Adaletsiz kanun ve kanunsuz adalet

Adalet ve hukuk kavramları birbiri ile karıştırılan veya birbirinin yerine kullanılan kavramlardır. Esasında bu kavramlar çok farklı yönleri olan ve farklı boyutları ile analiz edilmesi gereken kavramlardır. Merhume Alev Alatlı, sosyal medyada çokça rastladığımız konuşmasında, "Asıl olan hakkın helal edilmesi olmalıdır. Asıl olan helalleşmek olmalıdır. Helalleşmek mahkemede dava kazanmaktan daha üstün olmalıdır. Çünkü her yasal hak helal değildir ve olamaz. İflas eden kardeşimizin haraç mezat satışa çıkartılan evini satın almanız, yasal hakkınız olabilir ama helal değildir. İmar ruhsatı olan bir müteahhit şehrin hakkına tecavüz ederken yasal olarak suçsuzdur. Ama yaptığı iş helal değildir. Yeni ve çok daha ucuz enerji türünün pazara girmesini önlemek üzere üretim haklarını satın alan, sümen altı eden bir petrol şirketi yasal olarak suçsuzdur ama yaptığı iş helal değildir…" ifadelerini kullanıyor.

Bugün sadece ülkemizin değil, tüm dünyanın temel problemi hukuk sisteminin bu kadar kompleks hale gelmesine rağmen adalet sunamamasıdır. Hakkı üstün tutan bir hukuk sistemi inşa edilmedikçe de bu mümkün gözükmemektedir.

Hukuk sistemi neredeyse hâlihazırda yazan kuralların boşluklarını ve açıklarını kullanarak yasal sınırlar içinde belli şekilde adaletsizlik inşa etmeye doğru evrilmiştir. Her yerde duyar olduğumuz "şöyle oldu de yırtarsın" veya "aslında şöyleydi de az ceza alırsın" üzerine dönüşmüş yöntemlerle adeta yalan söylemek meşrulaştırılarak sadece anlık sonuç odaklı bir anlayış oluşturulmaya çalışılmaktadır. Allah rahmet eylesin, tanımaktan mutluluk duyduğum Doktor Ahmet Tevfik Ozan, 80'li yıllarda tıp öğrencisi iken bir olay yüzünden içeri alındığında avukatlar "inkâr et, kurtulursun, ne olacak küçük bir yalan" diyorlar. O da, "Ben yalan söyleyemem, ben böyle öğrenmedim hayatı" diyerek cevap veriyor. Bunun üzerine 20 yıl ceza alıyor, afla çıkıp, öğrenci affı ile de tıpı bitiriyor. Sözün özünde bir cümleyi söyleyip söylememesi hayatının tamamen farklı bir biçimde ilerlemesine neden oluyor. Bugün kim bunu diyebilir bir düşünmek gerek…

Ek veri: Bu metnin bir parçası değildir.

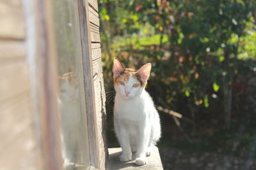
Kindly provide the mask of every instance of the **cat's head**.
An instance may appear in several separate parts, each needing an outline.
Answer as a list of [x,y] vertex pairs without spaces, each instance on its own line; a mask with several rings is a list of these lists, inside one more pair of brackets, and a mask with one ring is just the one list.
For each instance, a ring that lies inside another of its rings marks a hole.
[[78,81],[72,72],[63,74],[60,77],[59,97],[61,102],[76,102],[79,99]]
[[114,59],[113,73],[116,94],[125,99],[140,96],[147,85],[151,70],[151,64],[143,65],[139,70],[125,68],[117,59]]

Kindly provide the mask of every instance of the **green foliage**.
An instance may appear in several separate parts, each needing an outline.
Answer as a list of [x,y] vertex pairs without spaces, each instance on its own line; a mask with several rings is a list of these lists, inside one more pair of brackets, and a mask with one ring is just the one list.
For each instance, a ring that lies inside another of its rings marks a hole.
[[222,116],[225,88],[255,74],[255,1],[100,0],[99,10],[107,89],[113,57],[137,68],[150,62],[157,104]]

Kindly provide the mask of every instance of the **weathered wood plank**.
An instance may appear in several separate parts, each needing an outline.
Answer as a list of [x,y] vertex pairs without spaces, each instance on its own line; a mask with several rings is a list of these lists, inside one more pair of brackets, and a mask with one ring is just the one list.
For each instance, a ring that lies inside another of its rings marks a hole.
[[89,6],[92,6],[94,10],[99,11],[98,3],[97,0],[88,0]]
[[99,58],[101,57],[101,49],[100,48],[97,48],[97,49],[92,49],[92,60],[97,60]]
[[95,15],[97,17],[99,18],[99,13],[98,13],[97,11],[96,11],[95,10],[93,10],[93,7],[92,7],[92,6],[90,6],[90,5],[89,4],[89,8],[88,8],[88,9],[89,9],[89,11],[90,11],[92,13],[93,13],[94,15]]
[[90,31],[92,31],[93,32],[95,32],[95,33],[98,33],[98,34],[100,33],[100,30],[98,29],[96,29],[96,28],[95,28],[93,27],[90,27]]
[[91,34],[91,42],[100,42],[100,34],[94,32],[90,32]]
[[24,39],[25,25],[22,7],[15,1],[0,1],[0,38]]
[[28,65],[22,62],[0,67],[0,102],[29,88]]
[[15,60],[24,59],[26,56],[25,42],[19,41],[0,40],[0,61],[5,64]]
[[[91,7],[89,6],[89,9]],[[99,18],[99,16],[97,16],[93,13],[93,10],[89,10],[89,20],[91,23],[97,25],[99,27],[100,25],[100,19]]]
[[100,43],[91,43],[92,49],[100,48]]

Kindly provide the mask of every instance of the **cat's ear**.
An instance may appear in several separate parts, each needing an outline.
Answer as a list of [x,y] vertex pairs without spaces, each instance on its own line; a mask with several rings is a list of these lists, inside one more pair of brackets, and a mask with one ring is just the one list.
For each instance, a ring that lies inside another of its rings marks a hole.
[[122,71],[124,71],[124,66],[121,62],[117,59],[114,59],[114,64],[113,66],[113,73],[114,73],[114,77],[119,75]]
[[142,81],[146,82],[148,78],[149,78],[149,75],[150,74],[151,70],[151,64],[147,63],[144,64],[140,69],[138,71],[138,74],[140,75],[140,77]]

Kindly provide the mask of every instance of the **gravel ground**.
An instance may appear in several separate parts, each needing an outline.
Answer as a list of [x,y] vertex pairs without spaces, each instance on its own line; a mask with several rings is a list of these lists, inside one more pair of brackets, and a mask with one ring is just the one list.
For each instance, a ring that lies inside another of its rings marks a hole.
[[239,158],[214,153],[193,153],[168,148],[159,149],[165,170],[256,169],[256,159]]

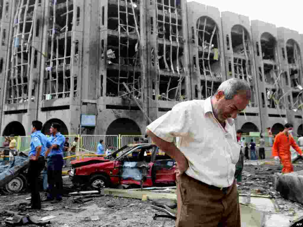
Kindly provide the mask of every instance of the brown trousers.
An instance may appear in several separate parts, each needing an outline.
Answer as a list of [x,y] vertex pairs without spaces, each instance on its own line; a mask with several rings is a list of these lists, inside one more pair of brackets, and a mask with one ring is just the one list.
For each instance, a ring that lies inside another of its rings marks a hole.
[[176,227],[241,226],[235,181],[223,192],[184,173],[177,184],[177,197]]

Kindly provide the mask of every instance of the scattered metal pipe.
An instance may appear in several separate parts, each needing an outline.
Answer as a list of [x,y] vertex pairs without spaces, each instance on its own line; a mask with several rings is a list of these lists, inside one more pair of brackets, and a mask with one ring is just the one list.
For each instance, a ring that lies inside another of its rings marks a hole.
[[162,215],[155,214],[153,218],[154,219],[154,220],[155,220],[157,218],[170,218],[173,219],[174,220],[177,219],[177,218],[175,216],[172,216],[170,215]]

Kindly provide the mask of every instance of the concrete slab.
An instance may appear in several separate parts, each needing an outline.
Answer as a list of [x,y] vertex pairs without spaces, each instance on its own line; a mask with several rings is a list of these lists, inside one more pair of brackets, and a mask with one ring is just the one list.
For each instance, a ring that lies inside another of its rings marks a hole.
[[[247,196],[240,196],[239,202],[240,204],[246,204]],[[275,212],[276,210],[273,199],[262,197],[251,196],[250,203],[248,205],[251,208],[261,211]]]
[[303,170],[285,174],[276,173],[273,182],[275,188],[282,197],[303,204]]
[[240,204],[241,226],[242,227],[261,227],[263,226],[265,212],[247,206]]

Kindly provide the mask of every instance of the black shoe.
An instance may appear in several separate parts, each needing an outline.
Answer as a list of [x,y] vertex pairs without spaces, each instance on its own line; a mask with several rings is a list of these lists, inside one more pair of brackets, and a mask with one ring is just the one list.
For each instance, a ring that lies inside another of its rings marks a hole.
[[29,209],[31,210],[40,210],[41,209],[41,206],[27,206],[25,207],[27,209]]
[[52,204],[54,203],[57,203],[57,202],[59,202],[62,201],[62,199],[56,199],[56,200],[54,200],[52,202],[51,202],[51,203]]
[[43,199],[42,200],[41,200],[42,202],[49,202],[50,201],[52,201],[54,200],[53,199],[51,199],[51,198],[47,198],[45,199]]

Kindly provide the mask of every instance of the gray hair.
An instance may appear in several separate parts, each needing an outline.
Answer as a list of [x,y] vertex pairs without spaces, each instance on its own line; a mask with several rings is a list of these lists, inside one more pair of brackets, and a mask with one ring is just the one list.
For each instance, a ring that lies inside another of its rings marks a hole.
[[248,99],[250,99],[251,90],[248,83],[244,80],[237,78],[231,78],[223,81],[219,86],[216,93],[216,94],[219,90],[223,91],[227,100],[232,99],[235,95],[239,91],[249,91],[247,94]]

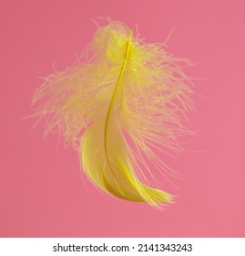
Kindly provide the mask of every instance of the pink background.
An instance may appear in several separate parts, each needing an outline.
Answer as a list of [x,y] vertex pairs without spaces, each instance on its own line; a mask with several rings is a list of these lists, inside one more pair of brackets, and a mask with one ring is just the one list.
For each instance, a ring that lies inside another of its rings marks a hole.
[[[244,237],[244,1],[1,1],[1,237]],[[62,70],[95,32],[92,18],[138,24],[147,42],[175,27],[168,50],[195,67],[189,117],[198,134],[176,160],[176,203],[159,211],[123,201],[81,178],[77,154],[44,123],[30,102],[38,77]],[[198,95],[204,96],[200,97]]]

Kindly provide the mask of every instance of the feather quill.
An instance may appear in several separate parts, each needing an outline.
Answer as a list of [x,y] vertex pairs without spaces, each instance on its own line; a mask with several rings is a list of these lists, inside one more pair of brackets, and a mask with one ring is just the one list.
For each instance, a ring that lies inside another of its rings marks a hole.
[[113,20],[97,27],[86,54],[85,63],[45,78],[35,92],[45,133],[61,132],[103,190],[155,207],[172,202],[170,194],[144,180],[144,172],[150,165],[166,169],[158,152],[181,152],[178,138],[190,133],[182,124],[193,109],[192,90],[179,65],[186,60]]

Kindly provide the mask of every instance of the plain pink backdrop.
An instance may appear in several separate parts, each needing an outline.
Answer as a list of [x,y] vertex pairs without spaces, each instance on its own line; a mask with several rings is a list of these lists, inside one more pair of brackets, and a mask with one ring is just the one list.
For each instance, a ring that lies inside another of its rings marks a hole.
[[[244,1],[1,1],[0,237],[244,237]],[[91,40],[91,19],[138,25],[147,42],[189,58],[199,131],[167,164],[176,203],[159,211],[123,201],[81,178],[77,152],[43,140],[30,102],[38,77],[62,70]],[[198,93],[204,96],[200,97]]]

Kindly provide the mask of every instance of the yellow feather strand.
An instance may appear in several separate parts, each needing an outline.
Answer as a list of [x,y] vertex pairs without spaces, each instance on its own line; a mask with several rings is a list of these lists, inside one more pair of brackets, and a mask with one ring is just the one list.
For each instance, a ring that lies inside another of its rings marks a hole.
[[97,28],[87,55],[86,63],[45,78],[36,90],[33,103],[39,102],[36,115],[46,118],[45,134],[61,132],[103,190],[154,207],[172,202],[147,185],[144,173],[150,166],[168,170],[159,154],[181,152],[179,136],[191,133],[182,124],[193,110],[179,66],[186,60],[112,20]]

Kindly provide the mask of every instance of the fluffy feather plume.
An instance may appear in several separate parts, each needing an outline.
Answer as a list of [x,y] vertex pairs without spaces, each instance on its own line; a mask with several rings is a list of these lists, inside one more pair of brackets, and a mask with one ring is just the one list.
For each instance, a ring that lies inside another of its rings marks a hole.
[[[87,176],[117,197],[159,207],[172,197],[144,173],[164,170],[159,153],[182,150],[179,136],[192,110],[188,78],[161,44],[146,44],[122,23],[97,28],[86,63],[45,79],[33,99],[46,133],[60,131],[79,151]],[[185,64],[187,64],[185,62]]]

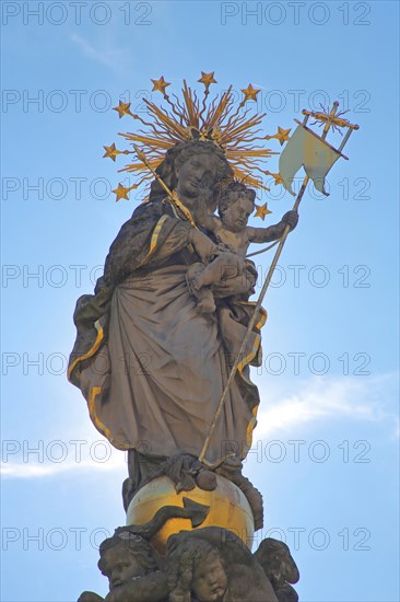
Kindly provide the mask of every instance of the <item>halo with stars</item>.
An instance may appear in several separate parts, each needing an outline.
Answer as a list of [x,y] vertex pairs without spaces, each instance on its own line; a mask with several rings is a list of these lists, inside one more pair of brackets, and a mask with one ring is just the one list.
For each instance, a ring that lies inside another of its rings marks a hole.
[[[267,140],[275,138],[282,144],[289,139],[289,131],[279,128],[274,136],[262,136],[261,123],[266,114],[252,111],[254,105],[245,106],[251,101],[257,102],[259,90],[251,83],[242,90],[243,100],[235,108],[234,92],[232,85],[221,96],[217,95],[209,102],[210,86],[216,84],[214,71],[211,73],[201,72],[198,83],[202,84],[203,95],[200,99],[196,90],[187,85],[184,80],[180,97],[177,94],[172,96],[167,92],[169,82],[162,76],[158,80],[152,79],[152,92],[160,92],[166,104],[157,106],[155,103],[143,99],[148,117],[132,113],[131,104],[119,101],[114,108],[119,118],[128,115],[142,126],[137,132],[119,134],[132,147],[137,147],[146,158],[146,165],[142,161],[128,163],[120,172],[133,172],[137,182],[129,189],[138,188],[143,183],[150,183],[153,173],[149,165],[155,170],[164,160],[165,152],[178,142],[188,140],[205,140],[219,146],[225,153],[235,180],[246,182],[255,188],[267,188],[262,178],[270,172],[263,169],[266,160],[272,154],[279,154],[264,147]],[[249,113],[251,114],[249,115]],[[133,154],[138,159],[136,150],[118,150],[115,143],[105,146],[104,157],[113,161],[119,154]],[[256,174],[255,174],[256,172]],[[257,173],[260,177],[257,177]],[[255,175],[254,175],[255,174]],[[119,185],[121,186],[121,185]],[[123,187],[122,187],[123,188]],[[128,192],[128,188],[126,189]],[[116,188],[117,200],[128,198],[127,195],[119,195],[121,190]]]

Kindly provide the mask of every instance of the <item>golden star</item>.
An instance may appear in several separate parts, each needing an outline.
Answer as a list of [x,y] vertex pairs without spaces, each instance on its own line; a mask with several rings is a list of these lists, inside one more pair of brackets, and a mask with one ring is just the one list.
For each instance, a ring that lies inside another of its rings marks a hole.
[[245,88],[245,90],[242,90],[242,92],[245,94],[245,102],[247,102],[247,101],[257,101],[257,94],[260,91],[252,88],[251,83],[249,83],[248,86]]
[[273,174],[271,172],[266,172],[267,175],[272,175],[272,177],[274,178],[274,184],[275,186],[278,186],[278,184],[282,184],[283,183],[283,178],[281,176],[281,174]]
[[113,190],[113,193],[117,195],[117,198],[115,199],[116,202],[118,202],[118,200],[121,198],[126,198],[127,200],[129,200],[129,197],[128,197],[129,190],[130,188],[126,188],[125,186],[122,186],[122,184],[119,183],[118,187],[115,188],[115,190]]
[[283,128],[278,126],[278,132],[275,134],[275,136],[273,136],[273,138],[277,138],[277,140],[279,140],[281,147],[282,147],[283,142],[285,142],[286,140],[290,139],[289,132],[291,131],[291,129],[292,128],[283,129]]
[[214,80],[214,73],[215,71],[212,71],[212,73],[204,73],[204,71],[201,71],[201,78],[197,81],[199,83],[203,83],[205,85],[205,90],[208,90],[212,83],[216,83],[216,80]]
[[117,154],[121,153],[121,151],[115,148],[114,142],[110,147],[103,147],[103,148],[106,150],[106,152],[103,154],[103,158],[109,157],[110,159],[113,159],[113,161],[115,161]]
[[256,205],[255,207],[255,218],[261,218],[262,221],[266,219],[266,216],[268,216],[268,213],[272,213],[272,211],[267,208],[267,202],[264,202],[263,205]]
[[119,118],[123,117],[123,115],[132,115],[130,112],[130,103],[122,103],[122,101],[119,101],[119,105],[115,106],[113,111],[117,111]]
[[165,89],[167,85],[170,85],[170,83],[165,81],[164,76],[162,76],[160,80],[152,80],[152,82],[153,82],[152,92],[162,92],[165,96]]

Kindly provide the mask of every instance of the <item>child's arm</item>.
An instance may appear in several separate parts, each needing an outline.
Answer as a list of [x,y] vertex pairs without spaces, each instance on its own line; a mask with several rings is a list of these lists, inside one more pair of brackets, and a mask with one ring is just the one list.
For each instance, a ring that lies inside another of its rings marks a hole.
[[286,228],[291,227],[294,230],[297,225],[298,213],[297,211],[287,211],[279,223],[269,225],[268,228],[251,228],[247,227],[246,232],[250,243],[269,243],[280,239]]

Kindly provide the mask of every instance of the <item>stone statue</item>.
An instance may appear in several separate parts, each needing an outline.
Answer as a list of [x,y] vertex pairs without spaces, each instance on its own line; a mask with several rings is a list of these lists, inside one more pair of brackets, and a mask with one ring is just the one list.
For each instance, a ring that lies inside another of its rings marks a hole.
[[[222,182],[232,177],[222,151],[198,141],[173,147],[158,172],[195,219],[204,210],[198,205],[202,187],[213,192],[210,211]],[[81,297],[74,313],[70,379],[98,430],[130,450],[133,490],[168,456],[199,455],[247,322],[246,308],[232,303],[236,278],[232,290],[228,279],[215,285],[220,299],[212,321],[199,313],[186,275],[199,258],[207,264],[217,257],[219,247],[211,232],[193,229],[163,200],[155,182],[149,202],[134,210],[113,243],[95,294]],[[248,296],[255,280],[243,280]],[[248,366],[259,363],[259,350],[255,331],[208,450],[211,464],[232,450],[240,460],[247,454],[259,404]]]
[[257,555],[227,530],[209,526],[172,535],[163,559],[132,529],[119,528],[99,547],[98,568],[108,578],[109,593],[103,599],[85,591],[78,602],[292,600],[277,598]]
[[287,545],[267,537],[260,543],[255,557],[271,581],[279,602],[298,602],[297,592],[290,583],[297,583],[299,572]]
[[[207,212],[207,205],[199,207],[198,221],[212,232],[219,243],[221,252],[208,264],[192,264],[187,274],[190,292],[198,300],[198,310],[201,313],[215,311],[213,289],[223,287],[226,282],[231,291],[234,281],[237,291],[248,293],[252,283],[246,286],[246,253],[250,243],[266,243],[280,239],[289,224],[291,229],[297,224],[297,213],[289,211],[282,221],[268,228],[251,228],[247,225],[248,218],[255,210],[256,192],[247,188],[240,182],[233,182],[222,192],[219,200],[220,218]],[[200,211],[202,215],[199,215]],[[248,296],[247,296],[248,297]]]
[[167,601],[166,574],[145,539],[120,529],[118,535],[102,543],[99,555],[98,568],[108,579],[109,594],[103,599],[85,591],[78,602]]
[[[141,144],[133,143],[140,163],[126,167],[142,174],[132,187],[154,180],[111,244],[94,294],[74,311],[69,379],[98,431],[128,451],[127,526],[99,548],[109,593],[86,591],[79,602],[297,595],[284,544],[266,540],[255,555],[248,548],[263,507],[242,468],[257,424],[250,366],[260,366],[266,321],[261,299],[249,300],[258,274],[246,254],[250,243],[283,244],[298,216],[294,209],[273,225],[248,225],[260,186],[249,172],[271,154],[256,141],[274,137],[258,137],[262,116],[240,114],[255,100],[251,85],[235,113],[231,89],[207,108],[210,76],[199,80],[201,106],[186,82],[183,102],[173,103],[169,84],[154,80],[173,111],[146,101],[152,124],[129,103],[116,107],[150,126],[123,135]],[[131,152],[105,149],[114,160]],[[128,198],[121,184],[115,192]],[[259,209],[263,219],[267,206]]]

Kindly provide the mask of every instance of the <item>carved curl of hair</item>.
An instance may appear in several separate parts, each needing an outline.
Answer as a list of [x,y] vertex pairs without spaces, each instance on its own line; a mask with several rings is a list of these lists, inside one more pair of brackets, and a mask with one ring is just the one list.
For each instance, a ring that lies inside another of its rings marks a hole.
[[[222,186],[232,181],[233,172],[227,163],[223,151],[216,147],[213,142],[188,140],[187,142],[179,142],[173,148],[168,149],[165,159],[156,169],[157,174],[163,180],[164,184],[168,186],[170,190],[174,190],[177,185],[176,167],[180,167],[196,154],[207,154],[212,157],[216,166],[216,182],[212,186],[214,195],[219,195]],[[158,200],[165,197],[165,190],[158,184],[156,180],[152,182],[150,188],[149,200]]]
[[[191,537],[179,542],[168,554],[168,602],[190,602],[195,569],[205,562],[210,554],[220,556],[219,551],[205,540]],[[220,558],[222,562],[222,559]]]
[[107,549],[110,549],[116,545],[122,545],[126,549],[127,556],[134,558],[139,563],[141,568],[143,569],[143,575],[148,575],[149,572],[157,570],[157,563],[154,558],[154,553],[149,542],[140,535],[132,535],[131,533],[129,533],[129,531],[125,531],[122,532],[122,536],[120,536],[119,534],[113,535],[113,537],[108,537],[107,540],[102,542],[99,546],[101,559],[97,564],[102,572],[104,568],[104,565],[102,563],[102,555]]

Adaleti sağlayan bir hukuk sistemi olmazsa kanunsuz bir şekilde işletilen bir adalet sistemi mevcut sisteme paralel bir şekilde gelişmeye başlar. İşte bu noktada kullanılan kavram Vigilantizmdir. Kavram yerine kanunsuz adalet veya kanunsuz infazcılık da denmektedir. Mana olarak ise suçların yasa dışı yollarla engellenmesi, soruşturulması veya cezalandırılmasıdır.

Hukuka güvenin azaldığı bir ortamda adaletin işletilmesi için insanlar kendilerine çözümler ararlar bazen hukukta çokça rastlanan bir kavram olan ihkak-ı hak yani hakkını kendi kendine almaya başvururlar. Örneğin sizden çalındığını bildiğiniz bir bisikleti haftalar sonra bir başkasında görüp ondan alma. Bu da suçtur. Devlet mekanizması sizin haklarınızı savunmak zorundadır. Bunu niye yapar Herkes kendi hak kaybını gidermeye çalışırsa kamu düzeni bozulur. Bu yüzden de birilerinin hukuk çerçevesinde hak giderme işini yapması gerekir.